Allan McCollum
Our expectations of the various objects with which we share our lives are fraught with contradictions. Our cultural system of estimation has come to value the singular, the scarce, the unique above all, yet we still remain essentially fascinated with material profusion, convinced that there's a kind of latent potential that lies in quantity, attached to the notion of safety in numbers. It's a virgin/whore dichotomy for the world of things: though we constantly reiterate our respect for the chaste beauty of the singular, deep down inside we still desire the lusty plenty of the mass-produced.
The complex work of Allan McCollum has played purposefully with this dilemma, and taken similarly productive advantage of our current difficulty in distinguishing novelty or authenticity or even objective worth in a world increasingly dominated by mechanical reproduction and technological surrogates. His trademark installations of large numbers of formally repetitive objects, produced over the last ten years - thousands of little pink widgets or black painted rectangles, or in Geneva, 2,400 small pencil works from the 'Drawings' project on which he has been working since 1988 -- repeatedly call into question notions of the single and the multiple, confronting traditional conceptions of originality, value and the relationship between the two. Layered with contradiction and paradox, his accumulative works deliver a sensual and intellectual charge, even though the analytical roadblocks he builds into them can sometimes make it awfully difficult to locate the power source.
Laid out 50 pieces to each of the 48 tables, the 200 dozen small Drawings (executed by McCollum and a batallion of studio assistants) on display at Geneva's newly reopened Centre d'Art Contemporain represent shapes developed through the repeated combination of a set of eight templates designed by the artist. In their indeterminate Rorschachian symmetry, the black and white silhouettes recall all manner of things in the abstract and virtually nothing in specific -- the shapes could be vases or minarets, ice-cream cones or crowns, diatoms or door-knockers.
Filling a large room in the Centre's renovated factory space from wall to wall, with only narrow corridors between the displays, the installation and its constituent parts tease the viewer mercilessly. The damn things are undoubtedly drawings, but they stubbornly refuse to behave like them. With tethers going back to McCollum's artistic formation during conceptualism's halcyon days, these simulacra present a kind of koan: a meditative puzzle expressed through an artistic object which seems to increase in complexity the more deeply you analyse it. Although they're executed in one of the most extemporaneous of all media, the pieces are incredibly calculated. They're all hand-made, but the ostensible objective of their formal treatment is to sublimate any outright evidence of the hand. Despite being professionally framed and ready to hang, they eschew the walls for the mundane platforms on which they sit like seconds at a frame shop clearance-sale. They are each unique, but are presented in a way which obfuscates their singularity.

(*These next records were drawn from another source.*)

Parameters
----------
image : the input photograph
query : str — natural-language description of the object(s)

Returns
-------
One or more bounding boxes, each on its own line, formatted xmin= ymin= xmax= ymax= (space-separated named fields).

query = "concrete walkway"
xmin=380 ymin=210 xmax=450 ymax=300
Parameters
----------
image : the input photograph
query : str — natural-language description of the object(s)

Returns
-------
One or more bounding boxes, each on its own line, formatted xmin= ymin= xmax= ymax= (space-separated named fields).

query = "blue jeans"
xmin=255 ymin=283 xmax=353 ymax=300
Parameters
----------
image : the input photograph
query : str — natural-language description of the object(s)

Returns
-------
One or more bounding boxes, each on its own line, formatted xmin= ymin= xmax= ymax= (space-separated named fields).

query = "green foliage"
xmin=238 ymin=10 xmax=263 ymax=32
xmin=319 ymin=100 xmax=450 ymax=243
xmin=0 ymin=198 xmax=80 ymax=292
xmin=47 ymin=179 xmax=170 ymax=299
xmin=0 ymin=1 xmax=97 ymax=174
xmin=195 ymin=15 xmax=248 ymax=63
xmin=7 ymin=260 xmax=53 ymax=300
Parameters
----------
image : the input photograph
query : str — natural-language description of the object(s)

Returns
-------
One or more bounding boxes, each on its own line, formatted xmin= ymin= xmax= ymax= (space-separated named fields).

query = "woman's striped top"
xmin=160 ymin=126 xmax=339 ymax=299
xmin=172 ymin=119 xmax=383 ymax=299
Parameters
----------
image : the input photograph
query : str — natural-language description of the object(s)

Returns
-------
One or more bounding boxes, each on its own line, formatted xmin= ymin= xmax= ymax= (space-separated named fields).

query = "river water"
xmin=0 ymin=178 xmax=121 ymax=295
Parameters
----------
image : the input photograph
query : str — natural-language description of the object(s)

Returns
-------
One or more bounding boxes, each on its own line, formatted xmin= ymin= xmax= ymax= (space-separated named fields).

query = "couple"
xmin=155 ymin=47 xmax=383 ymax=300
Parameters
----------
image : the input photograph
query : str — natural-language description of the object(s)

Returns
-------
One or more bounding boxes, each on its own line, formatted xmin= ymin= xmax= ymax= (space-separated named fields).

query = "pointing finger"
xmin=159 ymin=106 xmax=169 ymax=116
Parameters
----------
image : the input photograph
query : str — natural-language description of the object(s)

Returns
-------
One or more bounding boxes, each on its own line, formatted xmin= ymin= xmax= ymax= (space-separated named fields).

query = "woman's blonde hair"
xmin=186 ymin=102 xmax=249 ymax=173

They all look the same, but only superficially; actually they're all different, but only minutely.
When viewers finally extricate themselves from this analytical quicksand, what they're left with in this, like in so many of McCollum's schemes, are works which purposefully float between conventional definitions - works constructed in such a way that any discussion of them tends to wipe out on the slippery slope of their particulars, sending it tumbling right into the lap of the big picture they comprise. Throughout the last decade, this big picture of McCollum's has been embodied in a strategy that walks the knife's edge between originality and imitation, that asks questions about the relative merits of hand-craft and mass-production, that constantly probes for vulnerabilities in conventional notions of both the sublime gesture of art and the pedestrian mechanics of the manufactured. That his generative, if familiar, underlying thesis -- namely that the concept of the 'original' is only meaningful in relation to the concept of the 'replica', that the two are not so much mutually exclusive as mutually dependent -- rarely seems to devolve into simple tautology is a credit to McCollum's generally careful choices and considered execution.
Though McCollum has continued to add to it over the last five years, the Drawings installation on view here really bears more formal and conceptual resemblance to his work from the mid 80s than to his most recent output. His latest casting projects (the 400 dinosaur bones he installed at the 1991 Carnegie International and The Dog from Pompeii project first exhibited last year in Madrid) show an exciting and promising evolution. They once and for all transcend the threat of conceptual circularity which has always seemed to hang over the artist's work by referencing natural as well as socio-artistic history. They keep the heady concept they explore (the tangled contingencies between representation and absence) firmly grounded by choosing formal vehicles that link up to time and memory, that contain both immediate and lingering resonance. They are natural organisms, familiar to us despite the fact we couldn't possibly have ever really seen them, beings long since gone, which now can be made real to us only through traces which illustrate their ultimate immateriality. While the earlier body of his projects to which the current Drawings seem more related can be seen as staying within a more closed system of artistic discourse, like all of the best of McCollum's work, they have the ability to take you on an often disorienting trip into the fissure between producer and produced, across the chasm between things and representations of things -- ultimately leaving you on the other side, challenged and confounded but with just enough material to start building the bridge back.